I was thinking to use D' Alembert Criterion to prove it, but the formula of $a_n$ is not given. Could you please guide me?
Thank you very much in advance.
On
Suppose that $\sum a_n c^n$ diverges and that $\vert x \vert > \vert c \vert$. If $\sum \vert a_n \vert \vert x \vert^n$ would converges, its general term would be bounded, let say by $M>0$. Which means $\vert a_n \vert \vert x \vert ^n \le M$ for all $n \in \mathbb N$. But then $\vert a_n \vert \vert c \vert^n \le M \left\vert \frac{c}{x}\right\vert^n$. A contradiction as the last series is absolutely convergent being a geometric series with ratio less than one.
You can have a similar proof to prove that $\sum a_n x^n$ converges if $\sum a_n y^n$ converges with $\vert x \vert < \vert y \vert$.
You can apply that to the specific cases of your question.

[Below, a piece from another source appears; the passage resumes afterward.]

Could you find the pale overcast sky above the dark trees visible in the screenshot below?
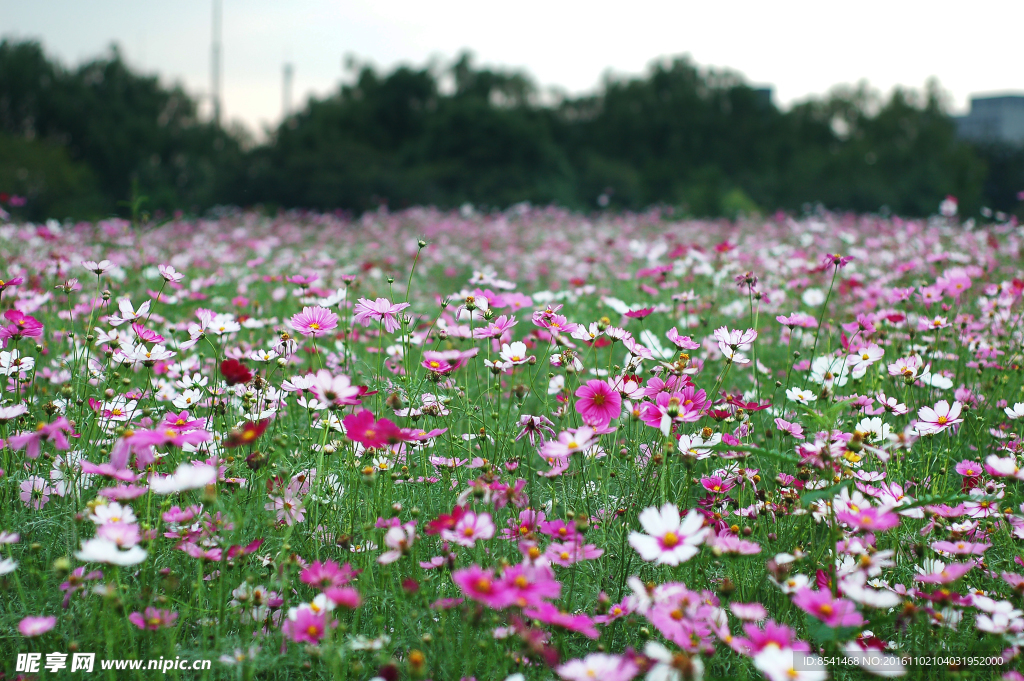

Whenever a power series $\sum_{n=0}^\infty a_n(x-x_0)^n$ converges at a point $x$, then it converges at any point $y$ such that $\lvert y-x_0\rvert<\lvert x-x_0\rvert$. And if it diverges at a point $x$, then it diverges at any point $y$ such that $\lvert y-x_0\rvert>\lvert x-x_0\rvert$.
So, since your series is centered at $0$ and converges at $2$, then it converges at $1$ too, since $\lvert1\rvert<\lvert2\rvert$. And, since it diverges at $-3$, it diverges at $4$, since $\lvert4\rvert>\lvert-3\rvert$.